# Not a Happy Camper



## rip18 (Oct 15, 2012)

This cottonmouth was NOT a happy camper.  The only background I got to photograph him against was the road.  This fellow was only around 20" long, but I bet he struck 15" vertically while lifting his whole body 3" off the ground!

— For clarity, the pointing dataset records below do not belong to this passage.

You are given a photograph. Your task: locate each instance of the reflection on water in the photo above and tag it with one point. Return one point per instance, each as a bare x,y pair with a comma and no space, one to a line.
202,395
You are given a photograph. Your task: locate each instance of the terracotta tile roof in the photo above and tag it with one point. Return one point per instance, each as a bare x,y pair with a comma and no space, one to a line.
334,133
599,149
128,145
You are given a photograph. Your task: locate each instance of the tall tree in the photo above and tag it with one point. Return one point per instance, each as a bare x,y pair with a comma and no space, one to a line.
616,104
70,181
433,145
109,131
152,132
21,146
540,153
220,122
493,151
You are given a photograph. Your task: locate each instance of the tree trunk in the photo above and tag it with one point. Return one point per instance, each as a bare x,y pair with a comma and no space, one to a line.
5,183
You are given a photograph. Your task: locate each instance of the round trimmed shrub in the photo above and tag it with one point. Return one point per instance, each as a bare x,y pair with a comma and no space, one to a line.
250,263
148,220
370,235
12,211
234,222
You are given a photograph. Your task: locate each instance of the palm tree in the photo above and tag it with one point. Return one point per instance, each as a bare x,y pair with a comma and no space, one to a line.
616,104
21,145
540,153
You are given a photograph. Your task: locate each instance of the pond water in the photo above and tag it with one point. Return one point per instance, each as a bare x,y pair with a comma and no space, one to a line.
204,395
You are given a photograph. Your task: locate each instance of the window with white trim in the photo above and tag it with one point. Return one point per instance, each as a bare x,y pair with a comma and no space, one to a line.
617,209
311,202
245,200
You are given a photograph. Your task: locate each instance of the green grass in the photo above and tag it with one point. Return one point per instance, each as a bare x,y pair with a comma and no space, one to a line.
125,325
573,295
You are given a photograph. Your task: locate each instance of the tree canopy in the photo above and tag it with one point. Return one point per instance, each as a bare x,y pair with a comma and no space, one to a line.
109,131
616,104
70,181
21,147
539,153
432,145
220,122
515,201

Nikon D3, 105 mm, f/8, 1/60th second, ISO 200, handheld, flash as main light, cropped to about 50% of frame.


----------



## Kadiddlehopper (Oct 15, 2012)

Scarry !


----------



## cre8foru (Oct 15, 2012)

Nice shot...


----------



## Crickett (Oct 15, 2012)




----------



## wvdawg (Oct 15, 2012)

Oh my!  Great shot!


----------



## Meriwether_Stalker22 (Oct 15, 2012)

pretty dark brown!!  I really like snakes, awesome shop RIP!!  That one could cause you to have a bad day.


----------



## carver (Oct 15, 2012)

Very Interesting creatures,nice shot rip


----------



## ronfritz (Oct 15, 2012)

Nice one Rip.  You can keep those snakes!


----------



## Hoss (Oct 16, 2012)

So what's the reach on that lens???

Fine capture, Rip.  Glad you were getting the shot.

Hoss


----------



## cornpile (Oct 16, 2012)

Neat shot,but I wouldnt been using a camera


----------



## Razorback (Oct 18, 2012)

Needs MORE LENS  ...maybe a 300mm w/ about 25mm of extension tubes and I might be comfy photographing hot snakes.
Razor


----------



## Artfuldodger (Oct 18, 2012)

Nice shot, i'm amazed at how fat they are to their length. I've never seen one that brown.


----------



## hilljack13 (Oct 19, 2012)

He just in for a dental appointment.


----------



## Lparker73 (Nov 13, 2012)

scary


----------



## hwaldrop (Nov 17, 2012)

i wouldnt have the guts to take this pic.. cool pic though...


----------